A Brief History of Cable Cars in San Francisco

Picture of Justine McGrath
Updated: 30 April 2017

The majestic Golden Gate Bridge, barking sea lions at Pier 39, and the gray fog rolling over the coastline are a few iconic images of San Francisco. But perhaps there is no symbol quite as synonymous with the city as the cable car. It’s easy to look at the cable car and see a touristy gimmick, but in fact, the famed mode of transportation has a deep-rooted history that’s as fascinating as the colorful murals that line Haight-Ashbury.

San Francisco cable cars trace their roots all the way back to 1873. The cable car system in San Francisco can be credited in large part to Andrew S. Hallidie, an engineer, originally hailing from Scotland, who promptly saw the need for better transportation options in the City by the Bay. Supposedly, Hallidie witnessed a horse-drawn buggy struggling to pull an enormous load up one of the city’s famed hills. It was then that the idea for the cable car struck him.

Previously, Andrew S. Hallidie had worked primarily in mining. Using his experience from the mining industry, he looked toward the conveyor belt technology often used in mines. This technology would serve as the basic framework for the cable car pulley system—a closed loop of cable that could run throughout the city to help pull small cars along a track.

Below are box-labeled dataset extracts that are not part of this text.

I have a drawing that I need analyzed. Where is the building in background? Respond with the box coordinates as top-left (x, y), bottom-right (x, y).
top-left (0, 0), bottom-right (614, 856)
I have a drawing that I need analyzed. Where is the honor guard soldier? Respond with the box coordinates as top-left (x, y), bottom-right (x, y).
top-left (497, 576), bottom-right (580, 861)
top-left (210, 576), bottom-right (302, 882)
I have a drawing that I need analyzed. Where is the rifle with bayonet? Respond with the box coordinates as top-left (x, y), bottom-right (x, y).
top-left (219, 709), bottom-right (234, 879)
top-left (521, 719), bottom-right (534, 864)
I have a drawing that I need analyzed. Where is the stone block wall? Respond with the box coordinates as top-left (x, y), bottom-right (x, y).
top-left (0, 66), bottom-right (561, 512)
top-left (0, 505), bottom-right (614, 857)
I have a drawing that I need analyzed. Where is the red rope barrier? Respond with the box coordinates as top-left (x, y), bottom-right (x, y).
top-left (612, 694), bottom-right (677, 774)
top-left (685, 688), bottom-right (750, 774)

Hallidie’s initial cable car project, the Clay Street Railway, welcomed its first passenger in 1873. It didn’t take long for residents and visitors of the city to fall in love with the new, efficient means of transportation, and cable cars soon spread throughout the city. By the time the devastating earthquake of 1906 rolled around, cable cars were still in use; however, the natural disaster destroyed several lines. Competing companies such as United Railroads stepped in during this time and converted a portion of the city to streetcar services.

As the city began to rebuild, people started to question whether the cable cars were necessary anymore. Cars were becoming more popular and acceptable to the masses, after all. However, the city banned together to preserve the cable cars, and visitors to the city can still ride them today.

In 1964, the city’s cable cars were named a National Historic Landmark, locking in their importance and connection to the city. Due to this preservation and recognition, it looks as though San Francisco’s cable cars will be around for quite some time for future generations to enjoy.